From the time he showed up until he was eaten by trolls, Gort of the Shining Force was a very amusing NPC to have in my game.
He was cast as a retired former adventuring hero with a lot of experience but badly deteriorated skills. But it was fun to have him blurt out all sorts of "Back in my days with the Shining Force" reminiscences that could potentially be useful. After all, he was a been-there, done-that, back-in-my-day type of guy.
So I added a new, one-character-only skill to his sheet:
Hidden Lore (Dungeoneering)
This skill covers oddball bits of knowledge and experience picked up by an extremely (but randomly) experienced delver. It involves little bits of monster lore, professional knowledge about how to coil rope, hammer in iron spikes properly for keeping doors open or closed, how to tap for pits properly with a 10' pole, what monsters might like to eat, how it was done back in the Palace of the Silver Princess or that time in Felltower, etc. If these are covered more specifically by another skill, roll against that instead - this is more like Jack-Of-All-Trades for dungeons.
On a successful roll, you know how to do the task at hand in a "proper delving fashion," or have some tidbit of possible useful knowledge. On a failure, you have a useless piece of information or have some not terribly helpful way of accomplishing the task.
Why not a Professional Skill?
Because it's not just knowledge about the ways and means of doing a specific job. It's a catch-all category of:
- dungeon lore
- professional knowledge
- monster lore
- everyman skills for dungeoneering
Is this a serious skill?
No, not really. It was an excuse to roll against a 10 or 11 or less and have Gort chime in with some information or be able to accomplish some "basic" delving task that is probably not that trivial (like, tap for secret doors, or spike doors open, or tie up prisoners). It was just a "Is Gort going to say something useful or useless?" roll.

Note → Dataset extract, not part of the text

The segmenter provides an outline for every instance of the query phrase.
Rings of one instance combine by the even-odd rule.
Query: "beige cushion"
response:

I wouldn't allow a PC to take this. It's potentially too broad, and turns from "What does Gort know?" into "GM, tell me how to solve this problem." I hate those kind of rolls. I prefer people to come up with solutions themselves, and then use Knowledge skills to determine if the solution is a good one . . . not assume their guy has a hidden stock of GM-provided answers at hand. How to, not what do I know.
But "What does the NPC know?" is a really valid concept for the GM. So if there was another Gort-like NPC out there, I'd use this again.